There is an interesting, although somewhat fanciful, article in the New York Times today about young Arab women who become flight attendants because the career offers an unusual amount of personal freedom.
On the surface I have nothing against this piece, but the past year has seen a host of articles in the American media about young Arab women and the various ways they attempt to date, work, worship equally, etc. In other words, to adopt more Western customs. The article seems to fall into a predictable mold: on the one side, the intelligent young women who become flight attendants, and on the other, traditional Arab culture.
The article says:
"Many of the young Arab women working in the Persian Gulf take delight in their status as pioneers, role models for their friends and younger female relatives. Young women brought up in a culture that highly values community, they have learned to see themselves as individuals."

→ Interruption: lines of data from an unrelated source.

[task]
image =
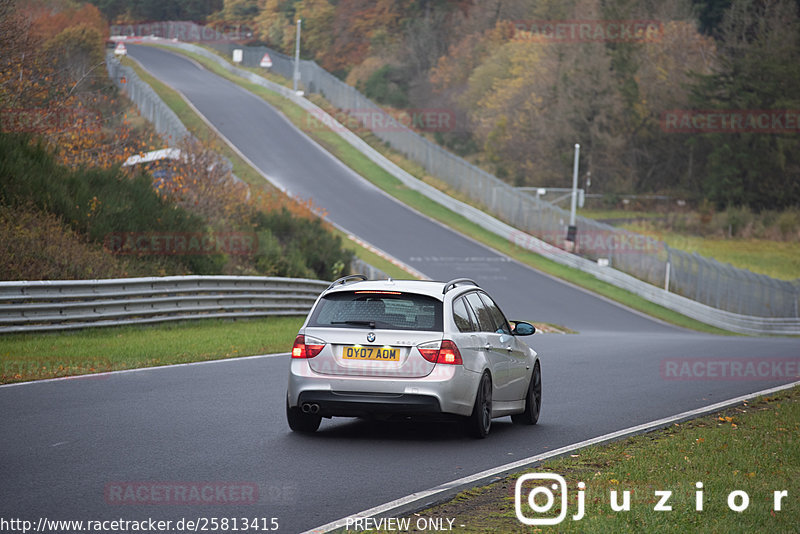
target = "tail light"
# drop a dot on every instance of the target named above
(441, 352)
(306, 346)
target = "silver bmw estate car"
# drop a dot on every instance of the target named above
(411, 348)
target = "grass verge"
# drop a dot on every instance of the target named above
(778, 259)
(37, 356)
(241, 168)
(375, 174)
(753, 448)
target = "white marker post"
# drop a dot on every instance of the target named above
(572, 231)
(296, 76)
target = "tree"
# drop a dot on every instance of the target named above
(758, 69)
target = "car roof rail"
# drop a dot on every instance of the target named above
(454, 282)
(343, 280)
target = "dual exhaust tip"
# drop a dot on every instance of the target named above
(309, 407)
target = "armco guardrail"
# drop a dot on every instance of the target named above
(29, 306)
(735, 322)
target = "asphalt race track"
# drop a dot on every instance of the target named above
(67, 446)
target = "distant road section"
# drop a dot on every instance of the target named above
(304, 169)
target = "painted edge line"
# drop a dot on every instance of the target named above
(138, 369)
(506, 469)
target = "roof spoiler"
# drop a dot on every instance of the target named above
(453, 283)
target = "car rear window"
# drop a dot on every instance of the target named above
(380, 310)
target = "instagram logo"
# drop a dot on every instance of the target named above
(541, 498)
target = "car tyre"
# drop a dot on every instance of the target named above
(302, 422)
(533, 400)
(479, 422)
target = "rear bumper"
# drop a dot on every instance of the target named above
(449, 389)
(355, 404)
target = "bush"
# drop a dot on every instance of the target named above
(388, 86)
(297, 246)
(38, 246)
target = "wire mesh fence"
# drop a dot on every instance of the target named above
(701, 279)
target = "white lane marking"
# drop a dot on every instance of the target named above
(462, 483)
(139, 369)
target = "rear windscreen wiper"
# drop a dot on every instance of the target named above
(370, 324)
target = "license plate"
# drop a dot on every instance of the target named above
(382, 354)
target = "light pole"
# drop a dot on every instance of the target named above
(573, 230)
(297, 58)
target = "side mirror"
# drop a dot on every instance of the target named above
(521, 328)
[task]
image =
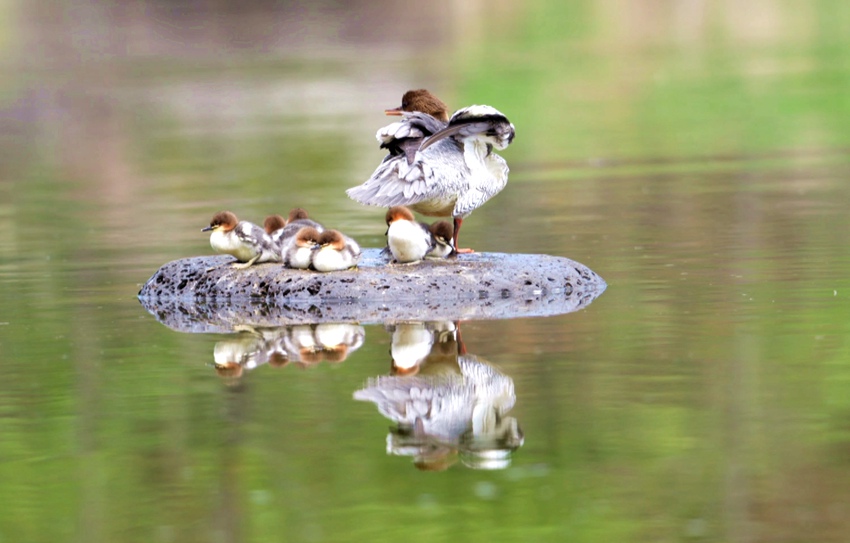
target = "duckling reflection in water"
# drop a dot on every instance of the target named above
(303, 345)
(446, 404)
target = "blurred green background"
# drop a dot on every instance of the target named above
(694, 154)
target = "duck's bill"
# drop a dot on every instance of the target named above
(442, 134)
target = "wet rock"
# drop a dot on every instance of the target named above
(207, 292)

They have learned to see themselves as individuals? This generalization seems out of place and also moralistic.
"For many families, allowing a daughter to work, much less to travel overseas unaccompanied, may call her virtue into question and threaten her marriage prospects. Yet this culture is changing, said Musa Shteiwi, a sociologist at Jordan University in Amman."
There are two recognizable camps in this debate. The first is the "West," which in this case means America. The other is "Arab culture," which in the context of this article seems to mean, "everything that American culture is not."
However, on American Bedu, (a website by a former American diplomat now married to a Saudi), the list of what Saudi women can and cannot do does not follow that predictable pattern.
For example, as has been said many times, it is against the law for Saudi women to drive. But Saudi women can work, have their own bank accounts and have their own businesses.
A close family friend of mine was once in school to become a Koranic scholar (he is Iranian). Although he left seminary, I remember having this same debate with him and he recited to me (in classical Arabic, no less) the portions of the Koran that say that married women retain property after their marriage. Women living in feudal England had none of these rights, but women in modern England do. So the "whatever the West is not" definition doesn't hold.
The right to financial independence, for women, seems to be a very integral part of traditional Arab doctrine.
And while it may seem that prejudice and practicality have made that independence impossible for Arab women, can we be sure of that fact? The journalists and scholars who shape our awareness of Arabs have worked off a shorthand definition of Muslim culture—"whatever American culture is not"—for so long that none of our assumptions make sense.